“Death to Picasso”

Columnist, editor of The New Ctiterion and scourge of academic political correctness, Roger Kimball, has cited Waugh in an article in the conservative/libertarian weblog PJ Media. This was in the context of a “PC” debate that arose from recent unrest in Charlotte, North Carolina (which the geographically-challenged Kimball misidentifies as located in Virginia). A law professor posted a Twitter message in a feed that was describing an ongoing protest demonstration that had extended onto the streets and was blocking traffic. The message was : “Run them down” (not sure about the punctuation). That was considered so incendiary that the professor was the subject of an investigation at the University of Tennessee where he taught at the law school.

Kimball was reminded of the messages Waugh once used to close his letters:

There was a period in which Evelyn Waugh habitually ended his letters with the injunction “Death to Picasso.” What if he had included this in a tweet? But of course, a character like Evelyn Waugh would be impossible in today’s Lilliputian regime of political correctness.
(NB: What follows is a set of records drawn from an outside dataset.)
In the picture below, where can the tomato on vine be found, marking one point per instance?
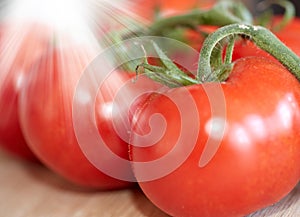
(246, 156)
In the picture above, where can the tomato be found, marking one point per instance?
(119, 97)
(257, 160)
(20, 46)
(46, 117)
(288, 35)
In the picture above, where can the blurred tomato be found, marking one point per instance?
(20, 46)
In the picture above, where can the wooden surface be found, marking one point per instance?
(32, 191)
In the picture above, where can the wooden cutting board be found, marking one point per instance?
(28, 190)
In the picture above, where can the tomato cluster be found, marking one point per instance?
(203, 144)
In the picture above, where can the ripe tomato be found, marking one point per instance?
(288, 35)
(46, 117)
(20, 46)
(258, 158)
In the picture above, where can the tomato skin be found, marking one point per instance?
(288, 35)
(121, 94)
(21, 45)
(46, 118)
(258, 161)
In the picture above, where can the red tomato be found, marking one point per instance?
(47, 121)
(118, 98)
(46, 117)
(257, 161)
(288, 35)
(21, 45)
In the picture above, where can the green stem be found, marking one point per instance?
(261, 36)
(223, 13)
(165, 76)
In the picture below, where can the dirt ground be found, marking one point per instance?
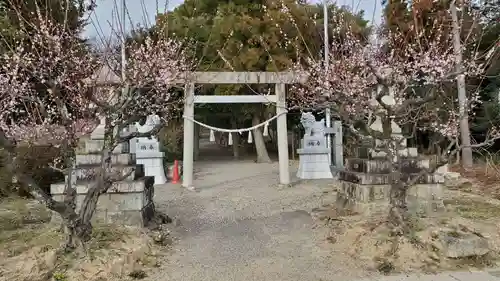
(468, 208)
(29, 249)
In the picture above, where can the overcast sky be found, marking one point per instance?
(104, 18)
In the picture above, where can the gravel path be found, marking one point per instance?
(241, 225)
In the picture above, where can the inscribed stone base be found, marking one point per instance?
(363, 198)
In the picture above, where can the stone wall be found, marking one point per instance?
(128, 202)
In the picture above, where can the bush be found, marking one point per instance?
(33, 161)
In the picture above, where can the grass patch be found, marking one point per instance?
(20, 240)
(474, 209)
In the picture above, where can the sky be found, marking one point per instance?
(103, 21)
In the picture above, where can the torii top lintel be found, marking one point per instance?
(245, 77)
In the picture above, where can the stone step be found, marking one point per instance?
(374, 179)
(126, 186)
(95, 159)
(383, 166)
(95, 146)
(88, 172)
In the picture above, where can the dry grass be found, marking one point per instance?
(32, 251)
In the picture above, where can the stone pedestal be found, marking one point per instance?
(313, 156)
(365, 183)
(128, 202)
(147, 151)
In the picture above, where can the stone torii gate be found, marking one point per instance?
(280, 79)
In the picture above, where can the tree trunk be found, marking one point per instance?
(260, 145)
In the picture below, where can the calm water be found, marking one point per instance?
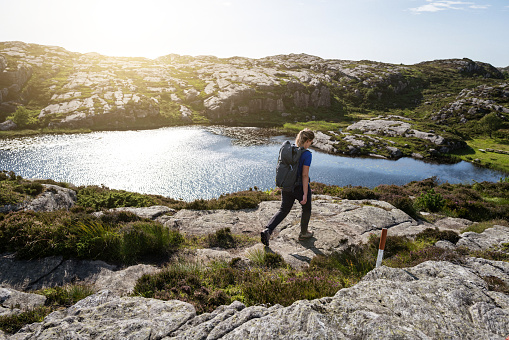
(191, 163)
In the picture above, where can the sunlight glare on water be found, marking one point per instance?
(191, 162)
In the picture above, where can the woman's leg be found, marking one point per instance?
(286, 206)
(306, 214)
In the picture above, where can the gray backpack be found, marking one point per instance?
(288, 166)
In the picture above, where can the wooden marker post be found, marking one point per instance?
(381, 248)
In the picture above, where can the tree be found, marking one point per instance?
(491, 122)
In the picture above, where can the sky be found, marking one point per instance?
(391, 31)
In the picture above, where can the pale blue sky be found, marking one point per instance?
(394, 31)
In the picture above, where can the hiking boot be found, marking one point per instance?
(265, 235)
(305, 236)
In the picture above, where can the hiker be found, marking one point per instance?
(299, 191)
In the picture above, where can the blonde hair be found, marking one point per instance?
(304, 136)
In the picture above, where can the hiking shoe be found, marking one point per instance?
(265, 235)
(305, 236)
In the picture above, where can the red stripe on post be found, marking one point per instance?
(382, 239)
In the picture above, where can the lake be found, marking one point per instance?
(193, 162)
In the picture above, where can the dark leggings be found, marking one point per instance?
(287, 200)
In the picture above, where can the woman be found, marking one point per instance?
(301, 193)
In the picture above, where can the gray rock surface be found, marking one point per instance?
(53, 198)
(451, 223)
(54, 271)
(492, 237)
(434, 300)
(106, 316)
(336, 224)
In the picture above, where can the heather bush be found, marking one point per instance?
(430, 201)
(430, 253)
(103, 198)
(14, 322)
(357, 193)
(432, 235)
(66, 296)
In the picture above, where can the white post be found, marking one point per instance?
(381, 247)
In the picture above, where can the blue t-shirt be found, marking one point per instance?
(305, 159)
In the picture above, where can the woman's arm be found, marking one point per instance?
(305, 183)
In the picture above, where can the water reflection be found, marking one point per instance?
(192, 162)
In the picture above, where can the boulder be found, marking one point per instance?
(336, 223)
(8, 124)
(14, 302)
(106, 316)
(451, 223)
(434, 300)
(53, 198)
(119, 282)
(48, 272)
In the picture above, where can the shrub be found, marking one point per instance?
(222, 238)
(358, 193)
(432, 235)
(273, 260)
(431, 253)
(104, 198)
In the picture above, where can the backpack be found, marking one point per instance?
(288, 166)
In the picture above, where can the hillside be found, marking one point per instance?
(455, 100)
The period when Waugh used this phrase in letters was fairly brief, covering a few weeks in January 1946 in the wake of a controversy caused by Waugh with a letter to the Times relating to an exhibit of Picasso’s work at the V&A Museum. Letters, 214-22. Waugh’s choice of media hardly seems comparable to the instant messaging systems used today. Indeed, even to tweet such a message seems scarcely relevant, since it was not aimed motorists stranded in an angry mob of protesters. His addressees–Nancy Mitford and Penelope Betjeman–were unlikely to take his exhortation literally or to physically injure the artist.

In the end, the Tennessee professor was exhonorated by the dean of the law school who, according to Kimball,  ruled that he:

was exercising his First Amendment rights. No disciplinary action would be taken. But the dean did go on to bemoan the “hurt and frustration” felt by those who had been “offended” by the tweet. Brave soul that she is, however, the dean declared that she would “move forward to rebuild our law school community.”